10/02/2017 - Estadão
O Ministério Público Estadual (MPE) investiga um esquema de
fraude e superfaturamento em dois trechos das obras da Linha 4-Amarela do Metrô
de São Paulo que teria desviado ao menos R$ 47,8 milhões. Os promotores
identificaram pagamentos milionários feitos pela estatal paulista ao consórcio
espanhol Corsan Corviam durante meses em que a construção ficou completamente
paralisada, entre 2014 e 2015.
O contrato foi rescindido unilateralmente pelo Metrô em
setembro de 2015, por causa dos sucessivos atrasos na obra. Um novo negócio foi
fechado para concluir a extensão da Linha 4 com mais quatro estações até a Vila
Sônia, zona sul, elevando o custo do empreendimento em 55% e prorrogando o
prazo de entrega para 2019, cinco anos depois do prometido. O Metrô afirma que
todos os pagamentos “foram liberados somente mediante confirmação dos serviços
realizados” e o consórcio nega as irregularidades.
A investigação, contudo, reúne uma série de documentos sobre
as fraudes, como comprovantes de pagamentos feitos pelo Metrô por serviços não
prestados, papéis que indicam sonegação de impostos, provas de saques em
dinheiro na boca do caixa, além de e-mails trocados entre os gerentes da
estatal e do consórcio que indicam o superfaturamento nas medições da evolução
física da obra. Parte da documentação foi obtida a partir de uma denúncia
anônima, que também motivou a abertura do inquérito.
Um relatório produzido pelos promotores Cassio Conserino e
Fernando Henrique de Moraes Araújo, responsáveis pela investigação, lista 29
irregularidades e 50 funcionários do Metrô e da Corsan Corviam que devem ser
investigados. Para os promotores, houve crime de fraude em licitação, peculato
(corrupção praticada por funcionário público), corrupção ativa e passiva,
falsidade ideológica, falsificação de documentos, apropriação indébita
previdenciária, associação criminosa e lavagem de dinheiro.
Fraudes. Em um dos casos, a investigação aponta que as obras
do trecho 2 da Linha 4 (Estação Vila Sônia e extensão) pararam totalmente a
partir de novembro de 2014, mas já não tinham nenhuma evolução física desde
agosto daquele ano. Mesmo com o canteiro completamente paralisado, foram
repassados pelo Metrô ao consórcio R$ 12,6 milhões, segundo os promotores. O
contrato com a Corsan Corviam foi assinado em 2012. De acordo com o MPE, desde
novembro de 2013 o trecho 2 “andou” apenas 3%, mas o Metrô desembolsou R$ 55,3
milhões, valor que correspondia a 14,3% do custo total.

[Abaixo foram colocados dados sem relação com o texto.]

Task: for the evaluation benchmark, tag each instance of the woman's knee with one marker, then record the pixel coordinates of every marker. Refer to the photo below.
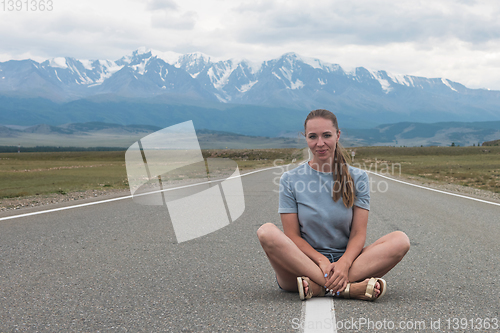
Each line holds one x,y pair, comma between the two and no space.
267,233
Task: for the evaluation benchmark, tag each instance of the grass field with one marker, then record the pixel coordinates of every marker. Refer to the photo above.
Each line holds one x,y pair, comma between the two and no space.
29,174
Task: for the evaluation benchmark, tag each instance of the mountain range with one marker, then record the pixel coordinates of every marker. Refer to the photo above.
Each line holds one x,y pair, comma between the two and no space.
97,134
270,98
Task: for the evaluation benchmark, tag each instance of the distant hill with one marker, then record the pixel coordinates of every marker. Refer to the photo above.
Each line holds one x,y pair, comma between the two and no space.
416,134
257,99
492,143
98,134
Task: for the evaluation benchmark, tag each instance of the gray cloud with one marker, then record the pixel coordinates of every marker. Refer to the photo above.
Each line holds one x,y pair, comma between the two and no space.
175,21
162,4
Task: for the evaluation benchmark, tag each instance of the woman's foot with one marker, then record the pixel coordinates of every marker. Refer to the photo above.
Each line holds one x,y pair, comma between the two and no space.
368,290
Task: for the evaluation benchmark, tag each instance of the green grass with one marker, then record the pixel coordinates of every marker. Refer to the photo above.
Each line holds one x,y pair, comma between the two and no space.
28,174
477,167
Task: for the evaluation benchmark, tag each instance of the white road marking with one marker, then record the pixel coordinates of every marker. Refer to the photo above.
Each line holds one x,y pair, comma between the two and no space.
319,315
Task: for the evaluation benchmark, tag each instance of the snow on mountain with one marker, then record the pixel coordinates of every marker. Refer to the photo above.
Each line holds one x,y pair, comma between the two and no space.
287,81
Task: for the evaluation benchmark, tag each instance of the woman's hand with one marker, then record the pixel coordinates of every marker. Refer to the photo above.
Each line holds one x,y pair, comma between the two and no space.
337,278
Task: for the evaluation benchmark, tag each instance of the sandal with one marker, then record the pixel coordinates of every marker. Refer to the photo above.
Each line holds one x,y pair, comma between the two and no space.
309,294
370,288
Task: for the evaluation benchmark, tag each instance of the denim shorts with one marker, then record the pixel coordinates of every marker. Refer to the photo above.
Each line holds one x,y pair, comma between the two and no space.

Já na Estação São Paulo-Morumbi, as obras pararam em março
de 2014, mas continuaram recebendo repasses por mais de um ano, ainda segundo o
relatório da Promotoria. “Foram feitas 16 medições após a interrupção.
Constatamos pelo menos 11 repasses que totalizaram R$ 8,5 milhões. No mês de
março de 2015, houve um pagamento de mais de R$ 1,4 milhão para obras no trecho
- parado há mais de um ano.”
Outra irregularidade foi constatada na Estação Oscar Freire,
nos Jardins. Um relatório de maio de 2015 diz que as obras estavam praticamente
paradas, sem nenhum avanço físico. O Metrô, porém, executou sete pagamentos que
totalizaram R$ 377,6 mil após a interrupção dos trabalhos. No terminal e no
pátio de manobra da Vila Sônia, o relatório diz que, apesar de “ausência de
atividades e baixa mobilização de mão de obra”, foram repassados R$ 338 mil e
depois R$ 743 mil com base em medições fraudadas.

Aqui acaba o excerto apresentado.